Waking Up for the Bathroom & Sleep Apnea
November 29, 2009 by Marijke Durning, RN
Filed under Diseases & Conditions
Waking up to go to the bathroom is a familiar routine for many people. They wake up because they have to urinate. Or maybe not. Not if researchers from New Mexico are right. Their study, published in the most recent online issue of Sleep and Breathing isn’t the first to make this connection.
Nocturia (the need to urinate at night) has been linked to sleep apnea (brief periods of not breathing) before, identifying that about one-quarter of men in the United States have this problem, as do 10% of women. This study, however, was
looking to see if the could identify nocturia first and then sleep apnea, which is difficult to diagnose if someone lives alone and has no bed partner to report snoring or apneic periods.
The researchers studied 1,007 adults who were attending one of two sleep clinics. Seven hundred ninety seven had sleep apnea, 777 snored, and 839 said they had nocturia.

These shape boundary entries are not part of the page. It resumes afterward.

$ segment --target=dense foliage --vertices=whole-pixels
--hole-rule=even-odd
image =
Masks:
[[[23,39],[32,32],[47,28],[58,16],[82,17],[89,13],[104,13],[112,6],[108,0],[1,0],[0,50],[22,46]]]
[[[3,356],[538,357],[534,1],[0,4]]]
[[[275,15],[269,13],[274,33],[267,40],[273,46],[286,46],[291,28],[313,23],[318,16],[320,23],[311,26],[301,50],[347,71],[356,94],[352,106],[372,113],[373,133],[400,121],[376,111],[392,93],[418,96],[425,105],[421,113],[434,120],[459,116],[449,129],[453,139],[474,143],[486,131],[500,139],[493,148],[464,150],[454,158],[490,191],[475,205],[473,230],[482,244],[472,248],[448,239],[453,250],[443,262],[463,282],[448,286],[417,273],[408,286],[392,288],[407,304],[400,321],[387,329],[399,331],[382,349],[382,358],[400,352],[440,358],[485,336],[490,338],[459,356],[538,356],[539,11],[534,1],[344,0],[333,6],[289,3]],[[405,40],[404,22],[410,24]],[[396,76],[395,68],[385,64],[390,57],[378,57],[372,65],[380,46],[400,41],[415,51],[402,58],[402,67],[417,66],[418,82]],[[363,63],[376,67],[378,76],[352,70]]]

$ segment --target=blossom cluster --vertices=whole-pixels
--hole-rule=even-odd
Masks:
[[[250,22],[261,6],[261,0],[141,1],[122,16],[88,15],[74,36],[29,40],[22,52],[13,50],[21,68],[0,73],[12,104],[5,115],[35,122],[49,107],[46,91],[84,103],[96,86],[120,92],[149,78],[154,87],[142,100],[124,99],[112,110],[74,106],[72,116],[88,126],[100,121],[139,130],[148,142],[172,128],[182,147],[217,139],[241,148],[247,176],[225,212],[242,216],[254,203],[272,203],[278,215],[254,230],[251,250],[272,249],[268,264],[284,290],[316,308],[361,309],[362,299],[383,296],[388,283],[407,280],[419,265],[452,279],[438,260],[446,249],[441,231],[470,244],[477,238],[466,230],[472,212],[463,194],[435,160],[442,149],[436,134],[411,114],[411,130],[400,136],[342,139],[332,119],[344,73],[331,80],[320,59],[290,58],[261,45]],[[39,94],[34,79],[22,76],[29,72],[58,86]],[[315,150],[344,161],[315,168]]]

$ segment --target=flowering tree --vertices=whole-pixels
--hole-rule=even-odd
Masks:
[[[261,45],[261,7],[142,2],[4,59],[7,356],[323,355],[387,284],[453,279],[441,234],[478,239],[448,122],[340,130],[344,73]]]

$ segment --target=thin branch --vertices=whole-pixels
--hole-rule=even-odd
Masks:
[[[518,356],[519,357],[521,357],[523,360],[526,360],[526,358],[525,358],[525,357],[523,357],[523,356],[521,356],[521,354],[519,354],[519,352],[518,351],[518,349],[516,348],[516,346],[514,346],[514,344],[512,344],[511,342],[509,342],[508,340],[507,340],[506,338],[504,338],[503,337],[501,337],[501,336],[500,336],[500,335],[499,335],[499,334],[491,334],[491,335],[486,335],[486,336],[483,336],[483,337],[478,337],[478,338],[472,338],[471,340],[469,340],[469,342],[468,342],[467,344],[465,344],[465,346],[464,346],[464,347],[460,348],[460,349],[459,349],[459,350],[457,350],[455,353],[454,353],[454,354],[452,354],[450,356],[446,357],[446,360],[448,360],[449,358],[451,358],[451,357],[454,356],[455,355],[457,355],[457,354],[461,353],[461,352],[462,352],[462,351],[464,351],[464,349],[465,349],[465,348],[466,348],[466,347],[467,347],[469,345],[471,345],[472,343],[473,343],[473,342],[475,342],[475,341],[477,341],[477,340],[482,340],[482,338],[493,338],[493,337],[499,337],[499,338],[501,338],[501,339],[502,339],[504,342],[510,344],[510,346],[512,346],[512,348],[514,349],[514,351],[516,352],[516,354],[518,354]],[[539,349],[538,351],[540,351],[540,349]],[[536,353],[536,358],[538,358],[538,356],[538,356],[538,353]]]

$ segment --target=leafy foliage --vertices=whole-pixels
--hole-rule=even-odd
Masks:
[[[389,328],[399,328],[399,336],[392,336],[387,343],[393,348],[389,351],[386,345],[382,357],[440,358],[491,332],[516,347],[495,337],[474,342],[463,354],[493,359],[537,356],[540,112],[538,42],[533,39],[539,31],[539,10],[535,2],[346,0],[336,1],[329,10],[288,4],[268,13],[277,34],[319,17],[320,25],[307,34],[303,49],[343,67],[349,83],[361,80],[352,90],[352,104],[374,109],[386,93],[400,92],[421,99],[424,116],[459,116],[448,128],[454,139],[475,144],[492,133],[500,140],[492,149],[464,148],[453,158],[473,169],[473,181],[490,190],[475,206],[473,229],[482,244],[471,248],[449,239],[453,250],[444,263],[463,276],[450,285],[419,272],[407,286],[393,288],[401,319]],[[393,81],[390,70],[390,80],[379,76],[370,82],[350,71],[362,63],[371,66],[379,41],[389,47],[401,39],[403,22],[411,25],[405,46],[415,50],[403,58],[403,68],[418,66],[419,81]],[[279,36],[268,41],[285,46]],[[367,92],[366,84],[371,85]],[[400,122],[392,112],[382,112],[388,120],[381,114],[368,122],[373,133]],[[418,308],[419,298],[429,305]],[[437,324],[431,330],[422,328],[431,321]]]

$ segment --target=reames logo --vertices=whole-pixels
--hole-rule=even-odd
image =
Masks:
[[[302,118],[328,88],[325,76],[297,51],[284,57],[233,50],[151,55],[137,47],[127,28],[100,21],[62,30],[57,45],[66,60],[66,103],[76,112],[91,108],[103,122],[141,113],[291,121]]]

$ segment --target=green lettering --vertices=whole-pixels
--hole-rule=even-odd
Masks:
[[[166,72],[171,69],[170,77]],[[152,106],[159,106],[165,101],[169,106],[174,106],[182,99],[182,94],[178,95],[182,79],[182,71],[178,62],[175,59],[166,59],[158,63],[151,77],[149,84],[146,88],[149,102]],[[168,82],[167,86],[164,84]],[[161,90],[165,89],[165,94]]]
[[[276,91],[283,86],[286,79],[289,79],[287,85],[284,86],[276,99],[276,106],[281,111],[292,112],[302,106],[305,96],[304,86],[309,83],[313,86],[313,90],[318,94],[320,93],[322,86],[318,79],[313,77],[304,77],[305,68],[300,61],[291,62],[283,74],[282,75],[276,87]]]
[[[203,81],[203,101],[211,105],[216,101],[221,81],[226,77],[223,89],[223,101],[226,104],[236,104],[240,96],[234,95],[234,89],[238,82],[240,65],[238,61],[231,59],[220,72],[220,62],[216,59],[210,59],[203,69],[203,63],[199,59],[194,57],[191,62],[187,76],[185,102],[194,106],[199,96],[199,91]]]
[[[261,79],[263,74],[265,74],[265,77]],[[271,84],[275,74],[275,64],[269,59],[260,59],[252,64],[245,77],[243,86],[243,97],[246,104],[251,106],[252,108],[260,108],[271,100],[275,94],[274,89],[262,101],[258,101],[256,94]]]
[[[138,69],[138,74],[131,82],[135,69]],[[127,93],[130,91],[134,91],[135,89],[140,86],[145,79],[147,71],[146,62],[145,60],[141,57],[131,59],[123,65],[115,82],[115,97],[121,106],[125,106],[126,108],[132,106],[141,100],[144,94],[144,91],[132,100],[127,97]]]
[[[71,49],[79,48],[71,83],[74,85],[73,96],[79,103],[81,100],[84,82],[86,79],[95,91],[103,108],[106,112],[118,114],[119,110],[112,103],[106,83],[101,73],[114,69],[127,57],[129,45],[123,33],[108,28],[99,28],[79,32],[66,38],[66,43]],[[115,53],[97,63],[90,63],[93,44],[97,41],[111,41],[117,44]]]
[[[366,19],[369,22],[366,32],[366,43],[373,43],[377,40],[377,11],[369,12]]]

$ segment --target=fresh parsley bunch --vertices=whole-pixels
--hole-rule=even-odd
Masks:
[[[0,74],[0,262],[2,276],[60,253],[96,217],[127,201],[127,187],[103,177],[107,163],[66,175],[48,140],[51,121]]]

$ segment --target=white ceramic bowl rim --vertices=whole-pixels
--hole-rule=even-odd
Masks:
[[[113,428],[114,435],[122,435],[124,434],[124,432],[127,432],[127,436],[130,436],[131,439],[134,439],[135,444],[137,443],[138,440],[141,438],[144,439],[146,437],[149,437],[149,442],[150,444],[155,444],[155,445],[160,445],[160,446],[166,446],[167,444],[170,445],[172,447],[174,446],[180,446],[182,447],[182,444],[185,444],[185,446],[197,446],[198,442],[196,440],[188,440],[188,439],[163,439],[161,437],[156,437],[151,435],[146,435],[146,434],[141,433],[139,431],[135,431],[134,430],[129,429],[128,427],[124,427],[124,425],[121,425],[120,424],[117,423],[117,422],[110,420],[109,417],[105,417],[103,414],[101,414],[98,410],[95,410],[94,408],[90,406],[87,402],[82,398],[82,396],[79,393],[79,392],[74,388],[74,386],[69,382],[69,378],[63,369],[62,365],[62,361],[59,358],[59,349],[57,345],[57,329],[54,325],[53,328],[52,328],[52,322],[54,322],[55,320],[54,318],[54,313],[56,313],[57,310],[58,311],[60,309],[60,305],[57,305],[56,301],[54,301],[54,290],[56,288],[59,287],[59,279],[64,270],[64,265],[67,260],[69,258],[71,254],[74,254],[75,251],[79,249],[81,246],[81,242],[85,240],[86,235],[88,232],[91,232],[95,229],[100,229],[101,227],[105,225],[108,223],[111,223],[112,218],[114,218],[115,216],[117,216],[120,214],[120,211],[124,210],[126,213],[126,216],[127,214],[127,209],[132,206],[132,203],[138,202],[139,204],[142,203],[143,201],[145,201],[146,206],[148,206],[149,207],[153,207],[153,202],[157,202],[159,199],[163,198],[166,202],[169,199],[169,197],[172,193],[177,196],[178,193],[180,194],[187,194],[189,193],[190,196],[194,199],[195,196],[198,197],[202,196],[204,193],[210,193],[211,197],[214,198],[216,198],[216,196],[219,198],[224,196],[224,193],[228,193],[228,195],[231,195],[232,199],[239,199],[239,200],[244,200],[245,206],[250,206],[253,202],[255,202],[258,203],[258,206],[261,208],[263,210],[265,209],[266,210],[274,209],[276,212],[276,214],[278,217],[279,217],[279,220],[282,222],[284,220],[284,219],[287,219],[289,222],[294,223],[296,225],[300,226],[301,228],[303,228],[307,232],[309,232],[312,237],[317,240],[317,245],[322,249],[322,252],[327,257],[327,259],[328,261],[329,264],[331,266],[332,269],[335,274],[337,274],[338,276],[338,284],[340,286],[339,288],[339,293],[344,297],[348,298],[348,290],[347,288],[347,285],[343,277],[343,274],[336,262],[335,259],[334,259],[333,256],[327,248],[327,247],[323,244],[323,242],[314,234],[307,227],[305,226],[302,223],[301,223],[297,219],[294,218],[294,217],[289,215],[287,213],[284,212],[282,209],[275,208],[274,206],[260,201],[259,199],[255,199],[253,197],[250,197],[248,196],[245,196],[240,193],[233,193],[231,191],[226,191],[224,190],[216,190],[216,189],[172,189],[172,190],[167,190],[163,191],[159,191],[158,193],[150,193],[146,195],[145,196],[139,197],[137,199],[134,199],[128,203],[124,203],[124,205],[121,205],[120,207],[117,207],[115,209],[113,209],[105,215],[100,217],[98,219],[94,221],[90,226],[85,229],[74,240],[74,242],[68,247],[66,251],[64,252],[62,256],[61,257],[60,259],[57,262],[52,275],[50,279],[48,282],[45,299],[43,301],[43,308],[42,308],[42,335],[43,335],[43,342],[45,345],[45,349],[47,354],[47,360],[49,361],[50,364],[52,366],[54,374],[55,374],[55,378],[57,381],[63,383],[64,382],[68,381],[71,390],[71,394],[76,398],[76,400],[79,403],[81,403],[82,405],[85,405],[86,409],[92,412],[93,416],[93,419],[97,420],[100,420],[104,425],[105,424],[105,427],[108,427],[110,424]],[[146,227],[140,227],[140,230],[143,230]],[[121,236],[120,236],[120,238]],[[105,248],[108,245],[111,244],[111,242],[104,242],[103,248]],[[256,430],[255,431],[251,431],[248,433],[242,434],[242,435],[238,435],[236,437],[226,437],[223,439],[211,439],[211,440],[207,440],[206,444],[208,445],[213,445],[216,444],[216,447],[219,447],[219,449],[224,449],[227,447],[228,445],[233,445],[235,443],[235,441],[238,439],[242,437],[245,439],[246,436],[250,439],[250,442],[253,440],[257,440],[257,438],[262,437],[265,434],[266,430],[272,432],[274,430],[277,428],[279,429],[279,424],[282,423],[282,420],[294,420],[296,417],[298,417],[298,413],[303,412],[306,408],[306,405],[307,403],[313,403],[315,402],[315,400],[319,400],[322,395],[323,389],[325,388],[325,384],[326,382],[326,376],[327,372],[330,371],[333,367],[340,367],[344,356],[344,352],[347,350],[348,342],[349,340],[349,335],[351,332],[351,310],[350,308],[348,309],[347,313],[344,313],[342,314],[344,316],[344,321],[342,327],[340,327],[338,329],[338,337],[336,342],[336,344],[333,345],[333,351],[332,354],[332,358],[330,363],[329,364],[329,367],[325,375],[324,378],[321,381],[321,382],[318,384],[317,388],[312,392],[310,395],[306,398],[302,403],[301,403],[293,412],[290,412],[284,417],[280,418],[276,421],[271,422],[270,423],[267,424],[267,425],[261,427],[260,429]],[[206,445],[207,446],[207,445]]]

Neither snoring nor nocturia was proof of apnea, but the two symptoms were similar in their power to predict it: snoring was reported by 82.6 percent of apnea sufferers, and 84.8 percent of apnea sufferers reported nocturia.
The point of this study is to show that people shouldn’t automatically assume that they woke up because they needed to urinate – they may have woken up because they were experiencing sleep apnea and when awakened, realized they needed to go to the bathroom.